In this study, while the overall global response (RMS values) shows good agreement, the frequency-domain agreement, particularly for peak locations and higher frequencies, is less perfect. The noticeable differences in the frequency of the PSD maxima are primarily attributed to imperfections in the boundary conditions of our Finite Element Model. The degradation in correlation at higher frequencies can be explained by two main factors: model fidelity limitations and damping model uncertainty. The good agreement in RMS values (Table 7) demonstrates that our methodology is effective and reliable for predicting global vibration load levels.

Post-experiment, the honeycomb panel’s surface was examined, revealing no indications of damage, and the findings of the characteristic level tests conducted before and after the noise test were consistent, signifying that the satellite body remained undamaged.

5. Conclusions

This paper develops a finite element analysis model for the vibration of satellite structures subjected to acoustic excitation. Equivalent calculations were conducted on the honeycomb sandwich panel construction to determine its response and stress, transform acoustic excitation into random pressure exerted on the satellite’s flat surface, and studied the impact of damping parameters on simulation results. In reaction to the phenomenon of damage to the honeycomb panel structure during noise testing of a satellite, the vibration response results under noise excitation were analyzed comparatively. The damping model employed in this research demonstrated superior predictive accuracy for response results compared to the traditional constant damping model, with a maximum error of 0.61 g. Upon checking the stress of the honeycomb sandwich panel, it was determined that the maximum stress at the site of the honeycomb core failure was 0.45 MPa, exceeding the stress limit of the sparse honeycomb core, hence identifying the reason of the honeycomb panel damage. According to simulation results, the honeycomb panel was locally modified to a dense honeycomb structure, and its maximum stress subsequently satisfied the design specifications. Noise testing was conducted once more, ensuring that the difference between the stress result and the simulation results of the skin at the site of honeycomb collapse is less than 10%, and the maximum difference between the noise test response results and the simulation results is 0.58 g, verifying the feasibility and accuracy of the satellite stress and response analysis simulation method subjected to acoustic excitation in this article, the simulation indicates that the maximum shear stress of the honeycomb core is 0.54 MPa, far less than the stress limit of the dense honeycomb, which solves the issue of honeycomb collapse. Simultaneously, employing a dense honeycomb structure locally can guarantee the satellite’s safe operation in orbit.
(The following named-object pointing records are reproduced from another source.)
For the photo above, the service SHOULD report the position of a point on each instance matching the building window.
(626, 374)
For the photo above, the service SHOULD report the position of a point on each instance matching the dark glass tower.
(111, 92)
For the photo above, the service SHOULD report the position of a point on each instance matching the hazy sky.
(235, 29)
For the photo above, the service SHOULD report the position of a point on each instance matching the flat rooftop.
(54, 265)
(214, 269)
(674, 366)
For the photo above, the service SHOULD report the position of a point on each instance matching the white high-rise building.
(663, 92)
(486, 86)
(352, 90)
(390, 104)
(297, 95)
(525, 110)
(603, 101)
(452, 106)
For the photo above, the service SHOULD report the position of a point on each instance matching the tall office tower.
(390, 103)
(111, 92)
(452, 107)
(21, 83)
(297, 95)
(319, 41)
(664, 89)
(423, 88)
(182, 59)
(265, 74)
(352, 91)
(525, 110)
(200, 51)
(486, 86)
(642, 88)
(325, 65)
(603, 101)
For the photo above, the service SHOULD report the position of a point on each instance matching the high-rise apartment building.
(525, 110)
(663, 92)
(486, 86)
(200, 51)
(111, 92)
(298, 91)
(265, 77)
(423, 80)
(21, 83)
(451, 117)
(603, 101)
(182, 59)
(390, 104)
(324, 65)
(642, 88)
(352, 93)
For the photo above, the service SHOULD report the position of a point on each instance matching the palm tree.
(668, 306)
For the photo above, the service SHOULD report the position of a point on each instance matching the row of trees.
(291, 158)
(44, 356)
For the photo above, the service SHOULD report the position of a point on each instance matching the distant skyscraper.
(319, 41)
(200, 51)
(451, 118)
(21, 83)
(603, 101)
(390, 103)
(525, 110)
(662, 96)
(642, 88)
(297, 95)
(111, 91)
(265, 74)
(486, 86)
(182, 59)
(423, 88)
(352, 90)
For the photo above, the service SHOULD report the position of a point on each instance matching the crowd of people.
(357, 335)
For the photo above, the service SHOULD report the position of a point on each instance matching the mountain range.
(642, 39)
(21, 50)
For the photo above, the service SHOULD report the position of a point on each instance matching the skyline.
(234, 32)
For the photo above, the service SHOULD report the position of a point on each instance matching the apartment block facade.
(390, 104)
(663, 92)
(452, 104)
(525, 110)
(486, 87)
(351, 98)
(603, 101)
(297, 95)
The paper establishes a finite element simulation model using an equivalent honeycomb model and empirical damping model, transforming the sound pressure spectrum into pressure power spectral density, converting noise excitation into random excitation, and implementing it on the surface of the satellite finite element model. A variable damping model instead of fixed value damping is adopted; the response and stress results subjected to noise excitation are analyzed and tested.

This analytical method serves as a reference for subsequent research. The simulation method proposed in this work enables a dynamic analysis of a large spacecraft and space stations during rocket launch phases. Our forthcoming work will prioritize the following aspects: composite material applications, variable damping research, and nonlinear dynamic response analysis, the integration of machine learning for faster parameter optimization or coupling with high-fidelity commercial solvers.